プライマリ アドイン アセンブリ、および依存アセンブリ (リソース、サテライト、ヘルパー ライブラリなど)
アプリケーション マニフェスト
配置マニフェスト (該当する場合)
ソリューションを配置するときには、以下の基本的なガイドラインに留意してください。
ユーザーのコンピュータには .NET Framework がインストールされている必要があります。詳細については、「.NET Framework の再頒布」および「複数のバージョンの .NET Framework の使用」を参照してください。
ユーザーのコンピュータには Visual Studio 2005 Tools for Office Second Edition Runtime がインストールされている必要があります。詳細については、「方法 : Office ソリューションを実行できるようにエンド ユーザーのコンピュータを準備する (2003 システム)」を参照してください。
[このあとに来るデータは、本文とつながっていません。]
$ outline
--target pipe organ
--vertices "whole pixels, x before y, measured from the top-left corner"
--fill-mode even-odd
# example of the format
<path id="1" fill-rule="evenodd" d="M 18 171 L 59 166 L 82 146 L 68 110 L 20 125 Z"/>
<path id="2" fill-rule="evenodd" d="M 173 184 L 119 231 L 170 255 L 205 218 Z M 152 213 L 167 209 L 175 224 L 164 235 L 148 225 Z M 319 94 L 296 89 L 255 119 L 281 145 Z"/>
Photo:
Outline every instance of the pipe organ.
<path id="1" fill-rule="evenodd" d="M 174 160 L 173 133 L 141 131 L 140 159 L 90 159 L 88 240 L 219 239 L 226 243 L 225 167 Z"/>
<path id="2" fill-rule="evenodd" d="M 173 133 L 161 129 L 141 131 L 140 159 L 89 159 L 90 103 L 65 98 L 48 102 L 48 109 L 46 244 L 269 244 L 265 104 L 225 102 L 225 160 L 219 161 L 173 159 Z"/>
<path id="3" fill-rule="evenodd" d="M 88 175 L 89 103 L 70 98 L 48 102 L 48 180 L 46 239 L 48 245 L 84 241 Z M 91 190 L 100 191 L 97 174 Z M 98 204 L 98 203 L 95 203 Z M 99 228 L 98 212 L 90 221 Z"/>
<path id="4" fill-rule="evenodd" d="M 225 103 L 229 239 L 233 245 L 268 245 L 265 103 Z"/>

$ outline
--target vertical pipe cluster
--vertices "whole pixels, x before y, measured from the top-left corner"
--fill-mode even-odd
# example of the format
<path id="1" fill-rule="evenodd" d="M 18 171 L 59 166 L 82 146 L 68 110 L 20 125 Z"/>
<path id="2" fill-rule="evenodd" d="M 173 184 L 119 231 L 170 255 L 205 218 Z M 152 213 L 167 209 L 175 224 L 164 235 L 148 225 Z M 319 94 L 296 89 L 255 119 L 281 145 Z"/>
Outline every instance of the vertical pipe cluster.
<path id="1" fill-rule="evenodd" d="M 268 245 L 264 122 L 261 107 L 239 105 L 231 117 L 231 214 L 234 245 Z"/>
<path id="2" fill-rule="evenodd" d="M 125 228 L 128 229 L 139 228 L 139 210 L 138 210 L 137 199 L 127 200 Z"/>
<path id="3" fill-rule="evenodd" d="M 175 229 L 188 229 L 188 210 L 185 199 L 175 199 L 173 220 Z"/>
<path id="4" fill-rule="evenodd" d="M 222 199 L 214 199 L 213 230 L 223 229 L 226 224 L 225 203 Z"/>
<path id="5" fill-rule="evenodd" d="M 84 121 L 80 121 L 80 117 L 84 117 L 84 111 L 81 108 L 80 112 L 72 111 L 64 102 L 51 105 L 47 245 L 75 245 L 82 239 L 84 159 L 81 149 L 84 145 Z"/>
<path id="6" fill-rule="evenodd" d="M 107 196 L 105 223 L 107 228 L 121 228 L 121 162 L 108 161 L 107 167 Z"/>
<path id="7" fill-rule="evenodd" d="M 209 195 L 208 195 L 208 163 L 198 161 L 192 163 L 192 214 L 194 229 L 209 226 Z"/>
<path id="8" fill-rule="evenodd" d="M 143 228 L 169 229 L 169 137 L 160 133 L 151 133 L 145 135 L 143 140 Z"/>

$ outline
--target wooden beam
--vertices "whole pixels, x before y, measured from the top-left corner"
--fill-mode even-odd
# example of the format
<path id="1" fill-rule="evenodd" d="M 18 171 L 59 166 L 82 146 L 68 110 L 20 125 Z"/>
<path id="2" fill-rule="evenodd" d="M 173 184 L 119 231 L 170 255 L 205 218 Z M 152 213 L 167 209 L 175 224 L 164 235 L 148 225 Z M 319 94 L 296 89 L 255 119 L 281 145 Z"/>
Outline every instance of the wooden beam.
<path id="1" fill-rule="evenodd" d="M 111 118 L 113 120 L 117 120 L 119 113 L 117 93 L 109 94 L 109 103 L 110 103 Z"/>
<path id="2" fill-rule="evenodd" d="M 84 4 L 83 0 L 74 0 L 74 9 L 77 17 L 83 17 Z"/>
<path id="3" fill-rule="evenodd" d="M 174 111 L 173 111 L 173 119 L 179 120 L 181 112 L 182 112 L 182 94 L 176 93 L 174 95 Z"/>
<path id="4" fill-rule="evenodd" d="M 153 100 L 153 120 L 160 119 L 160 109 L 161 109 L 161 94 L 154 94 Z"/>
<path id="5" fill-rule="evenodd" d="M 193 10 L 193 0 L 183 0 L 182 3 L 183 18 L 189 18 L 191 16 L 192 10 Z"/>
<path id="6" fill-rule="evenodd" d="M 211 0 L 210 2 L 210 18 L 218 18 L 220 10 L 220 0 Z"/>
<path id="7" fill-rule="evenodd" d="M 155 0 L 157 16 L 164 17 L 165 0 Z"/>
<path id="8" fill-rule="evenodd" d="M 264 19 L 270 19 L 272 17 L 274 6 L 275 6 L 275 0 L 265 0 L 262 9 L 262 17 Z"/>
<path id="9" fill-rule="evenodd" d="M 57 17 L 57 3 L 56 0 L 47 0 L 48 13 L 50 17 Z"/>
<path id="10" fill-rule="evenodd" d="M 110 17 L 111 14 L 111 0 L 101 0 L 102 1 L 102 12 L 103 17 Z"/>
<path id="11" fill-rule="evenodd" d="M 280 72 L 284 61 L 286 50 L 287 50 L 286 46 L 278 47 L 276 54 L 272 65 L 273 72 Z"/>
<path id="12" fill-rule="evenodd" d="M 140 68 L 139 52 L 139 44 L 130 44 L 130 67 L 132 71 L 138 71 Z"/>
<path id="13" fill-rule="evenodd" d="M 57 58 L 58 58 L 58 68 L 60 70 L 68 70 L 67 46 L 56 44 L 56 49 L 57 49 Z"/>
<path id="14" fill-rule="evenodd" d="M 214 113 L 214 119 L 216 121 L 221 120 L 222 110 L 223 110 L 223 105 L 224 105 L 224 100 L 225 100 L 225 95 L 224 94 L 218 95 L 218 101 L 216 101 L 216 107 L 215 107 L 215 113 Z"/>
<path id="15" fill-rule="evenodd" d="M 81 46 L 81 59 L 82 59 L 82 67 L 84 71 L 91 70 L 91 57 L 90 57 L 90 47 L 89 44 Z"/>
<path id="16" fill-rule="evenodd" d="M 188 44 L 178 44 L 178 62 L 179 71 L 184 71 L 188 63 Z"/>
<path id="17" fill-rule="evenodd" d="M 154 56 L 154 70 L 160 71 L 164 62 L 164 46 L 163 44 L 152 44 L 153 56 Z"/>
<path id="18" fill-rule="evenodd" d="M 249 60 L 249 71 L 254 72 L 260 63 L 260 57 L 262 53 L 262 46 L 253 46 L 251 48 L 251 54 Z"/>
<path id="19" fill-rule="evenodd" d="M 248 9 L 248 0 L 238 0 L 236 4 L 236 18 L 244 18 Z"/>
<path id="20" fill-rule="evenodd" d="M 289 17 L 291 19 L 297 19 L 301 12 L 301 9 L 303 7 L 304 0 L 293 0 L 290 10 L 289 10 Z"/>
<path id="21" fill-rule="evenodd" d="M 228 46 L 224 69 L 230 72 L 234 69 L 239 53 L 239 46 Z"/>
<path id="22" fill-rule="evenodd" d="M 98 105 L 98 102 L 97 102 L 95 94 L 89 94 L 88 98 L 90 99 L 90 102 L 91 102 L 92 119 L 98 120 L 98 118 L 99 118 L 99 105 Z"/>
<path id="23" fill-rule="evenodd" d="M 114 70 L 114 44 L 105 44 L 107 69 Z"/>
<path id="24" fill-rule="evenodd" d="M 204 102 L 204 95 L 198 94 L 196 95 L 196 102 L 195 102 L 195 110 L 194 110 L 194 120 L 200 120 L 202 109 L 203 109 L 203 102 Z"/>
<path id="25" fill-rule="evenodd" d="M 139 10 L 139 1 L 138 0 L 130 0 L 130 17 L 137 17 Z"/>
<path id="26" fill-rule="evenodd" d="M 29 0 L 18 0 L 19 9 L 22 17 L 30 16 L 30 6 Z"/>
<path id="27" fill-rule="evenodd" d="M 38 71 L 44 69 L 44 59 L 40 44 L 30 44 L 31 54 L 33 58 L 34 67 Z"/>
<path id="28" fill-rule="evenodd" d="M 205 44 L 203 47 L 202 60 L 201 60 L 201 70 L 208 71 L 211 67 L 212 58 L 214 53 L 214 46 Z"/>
Visual Studio Tools for Office ランタイムには、Visual Studio Tools for Office を使用して作成された Microsoft Office 2003 のローダーである AddinLoader.dll が含まれています。詳細については、「アプリケーション レベルのアドインのアーキテクチャ」を参照してください。
各クライアント コンピュータには、アドインを実行するために必要な一連のレジストリ エントリが作成されている必要があります。詳細については、「アプリケーション レベルのアドインのレジストリ エントリ」を参照してください。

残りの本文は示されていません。